More patients complained about their treatment by UK doctors last year than ever before, according to the latest numbers from the GMC.
The number of complaints increased by 23% from 7,153 in 2010 to 8,781 in 2011 – continuing a pattern which has been rising since 2007. It means the likelihood that the GMC will investigate a doctor increased from one in every 68 to one in 64.
“While we do need to develop a better understanding of why complaints to us are rising, we do not believe it reﬂects falling standards of medical practice,” said Niall Dickson, Chief Executive of the General Medical Council.
“Every day there are millions of interactions between doctors and patients and all the evidence suggests that public trust and conﬁdence in the UK’s doctors remains extremely high.”
Last year the names of 65 doctors were erased from the medical register and a further 93 suspended.

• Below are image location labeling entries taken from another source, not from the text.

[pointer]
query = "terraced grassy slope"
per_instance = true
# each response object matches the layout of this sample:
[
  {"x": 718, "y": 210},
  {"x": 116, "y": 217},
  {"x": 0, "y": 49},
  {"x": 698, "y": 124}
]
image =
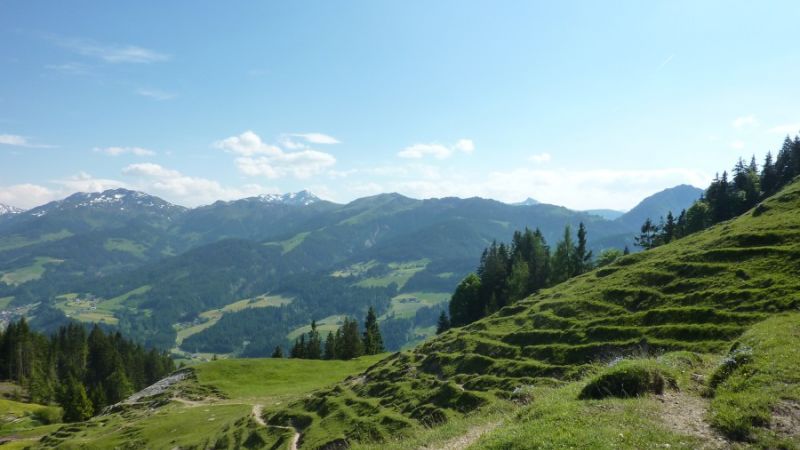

Among the complaints there was a signiﬁcant rise in concerns about how doctors interacted with their patients – allegations about communication increased by 69% and lack of respect rose by 45%.
Organisations where junior doctors reported below average satisfaction with clinical supervision also had a higher proportion of complaints to the GMC.
GPs, psychiatrists and surgeons attracted the highest rates of complaints. Men, and in particular older male doctors, were also far more likely to be the subject of complaints than women.
Doctors trained outside the UK and Europe were less likely to be complained about in middle age but more likely to face allegations when they were older.
The GMC is introducing a series of measures to deal with the rise in complaints including a 15-strong team of Employer Liaison Advisors, a conﬁdential helpline for doctors so they can raise patient safety concerns and a pilot for a national induction programme for doctors new to the register.